1. What did we get?
ID, name, release year, release date, category, Director, starring, length, rating, star rating, number of reviews
2. Make a classification of the data.
A.. Basic information: Name, Director, release year, category, length
B. Evaluation information: score, star rating, number of reviews
C. Starring table: starring (I'm struggling to make a single list)
3. Table Design. Now a little bit of a sore is the primary key. Use the self-increment primary key or the movie ID key. After all my many considerations, I decided carefully (hastily) to use the movie ID (to build a unique index anyway, why not take it as the primary key). ), so I just turned the data in the ID again.
m_id = Re.search ("[0-9]+", Movie_url).
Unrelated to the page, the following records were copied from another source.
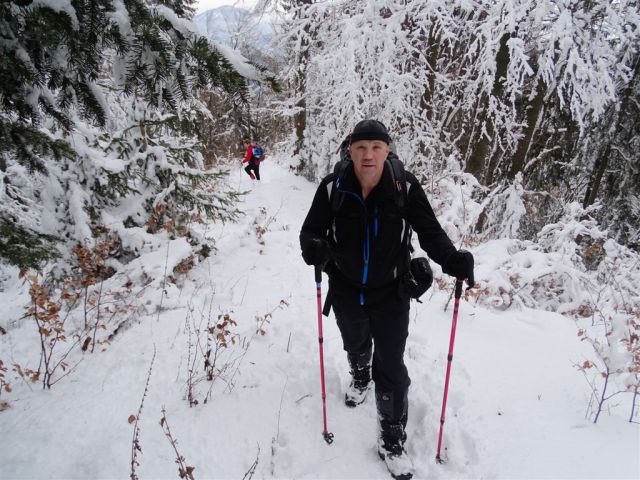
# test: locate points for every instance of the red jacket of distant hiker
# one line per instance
(249, 156)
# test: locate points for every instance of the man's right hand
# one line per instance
(316, 252)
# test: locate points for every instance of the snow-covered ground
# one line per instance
(516, 405)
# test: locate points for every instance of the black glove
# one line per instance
(316, 252)
(460, 265)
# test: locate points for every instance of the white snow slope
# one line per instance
(516, 406)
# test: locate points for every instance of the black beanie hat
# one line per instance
(370, 130)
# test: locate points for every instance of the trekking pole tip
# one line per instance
(328, 437)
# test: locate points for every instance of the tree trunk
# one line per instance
(533, 115)
(602, 161)
(477, 159)
(300, 117)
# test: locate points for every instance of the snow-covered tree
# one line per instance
(97, 103)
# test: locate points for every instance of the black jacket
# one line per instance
(372, 229)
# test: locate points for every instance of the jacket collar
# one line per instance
(382, 190)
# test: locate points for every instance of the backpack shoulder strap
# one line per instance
(399, 177)
(401, 185)
(335, 196)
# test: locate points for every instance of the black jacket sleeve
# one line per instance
(319, 217)
(433, 239)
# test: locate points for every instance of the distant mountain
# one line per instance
(236, 27)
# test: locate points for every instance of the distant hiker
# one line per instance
(253, 157)
(358, 230)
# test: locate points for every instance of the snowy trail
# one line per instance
(515, 410)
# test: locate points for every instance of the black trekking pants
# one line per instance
(386, 325)
(255, 168)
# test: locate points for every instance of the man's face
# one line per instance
(368, 161)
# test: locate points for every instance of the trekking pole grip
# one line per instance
(458, 291)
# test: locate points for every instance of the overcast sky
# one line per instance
(203, 5)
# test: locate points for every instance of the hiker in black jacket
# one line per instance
(362, 242)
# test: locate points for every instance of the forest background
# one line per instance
(120, 120)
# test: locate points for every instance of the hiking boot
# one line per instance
(360, 370)
(392, 419)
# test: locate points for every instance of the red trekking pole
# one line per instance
(458, 294)
(328, 437)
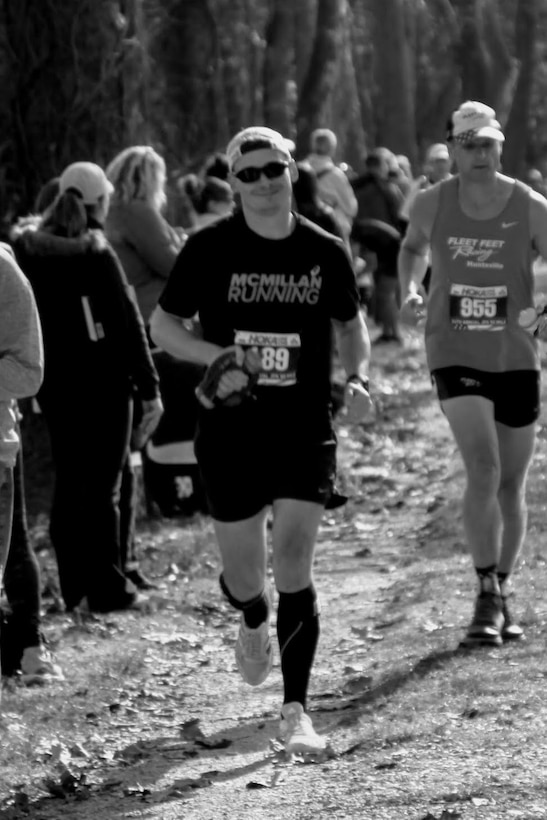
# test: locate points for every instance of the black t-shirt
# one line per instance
(278, 295)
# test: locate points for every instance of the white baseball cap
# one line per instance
(87, 178)
(475, 119)
(255, 138)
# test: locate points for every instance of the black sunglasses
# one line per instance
(272, 170)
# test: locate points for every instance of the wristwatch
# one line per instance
(355, 377)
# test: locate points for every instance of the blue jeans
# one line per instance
(22, 573)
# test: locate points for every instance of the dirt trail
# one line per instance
(187, 739)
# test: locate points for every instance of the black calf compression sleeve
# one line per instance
(298, 633)
(255, 611)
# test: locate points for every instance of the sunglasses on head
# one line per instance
(272, 170)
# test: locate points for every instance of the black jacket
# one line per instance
(94, 336)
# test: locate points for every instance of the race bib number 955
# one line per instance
(279, 355)
(476, 308)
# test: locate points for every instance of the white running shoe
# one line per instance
(38, 666)
(254, 652)
(297, 730)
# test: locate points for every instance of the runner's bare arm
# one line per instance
(169, 332)
(413, 256)
(538, 223)
(353, 344)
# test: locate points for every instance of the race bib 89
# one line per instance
(279, 355)
(478, 308)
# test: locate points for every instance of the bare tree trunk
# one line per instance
(517, 130)
(320, 80)
(62, 97)
(486, 68)
(278, 66)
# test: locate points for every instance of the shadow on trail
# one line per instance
(162, 759)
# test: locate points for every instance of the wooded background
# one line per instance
(82, 79)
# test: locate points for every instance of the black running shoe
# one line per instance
(511, 631)
(485, 628)
(141, 581)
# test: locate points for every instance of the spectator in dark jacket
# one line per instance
(96, 355)
(378, 218)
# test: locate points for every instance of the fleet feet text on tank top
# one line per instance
(481, 279)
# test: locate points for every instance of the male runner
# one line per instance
(483, 228)
(21, 371)
(265, 279)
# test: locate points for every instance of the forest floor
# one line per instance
(153, 721)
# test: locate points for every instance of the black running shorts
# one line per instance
(244, 470)
(515, 394)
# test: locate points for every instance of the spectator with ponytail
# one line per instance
(145, 243)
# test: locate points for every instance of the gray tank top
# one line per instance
(481, 279)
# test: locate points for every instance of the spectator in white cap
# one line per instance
(332, 182)
(437, 166)
(483, 229)
(146, 244)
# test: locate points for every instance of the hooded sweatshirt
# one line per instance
(335, 190)
(94, 337)
(21, 353)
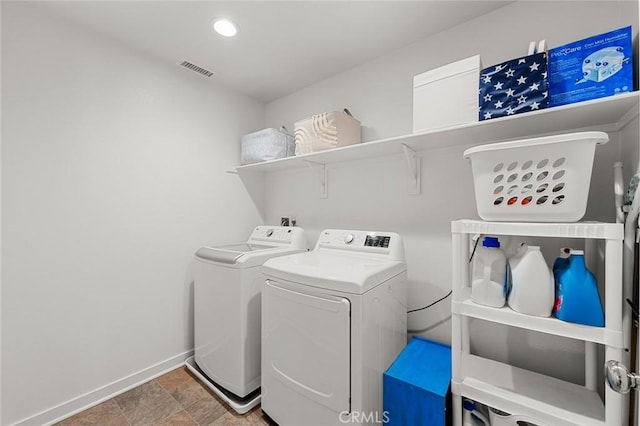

Group () movie["ID "] = Int (m_id)
Write to play, is so casual, have any ideas on change!!!
4. Build a table. is also the egg ache, I actually tangled up is uses MySQL or MongoDB, immediately deletes oneself a slap, you will mongodb? I feel that if I continue to open a mongodb pit, I will never come back to this reptile.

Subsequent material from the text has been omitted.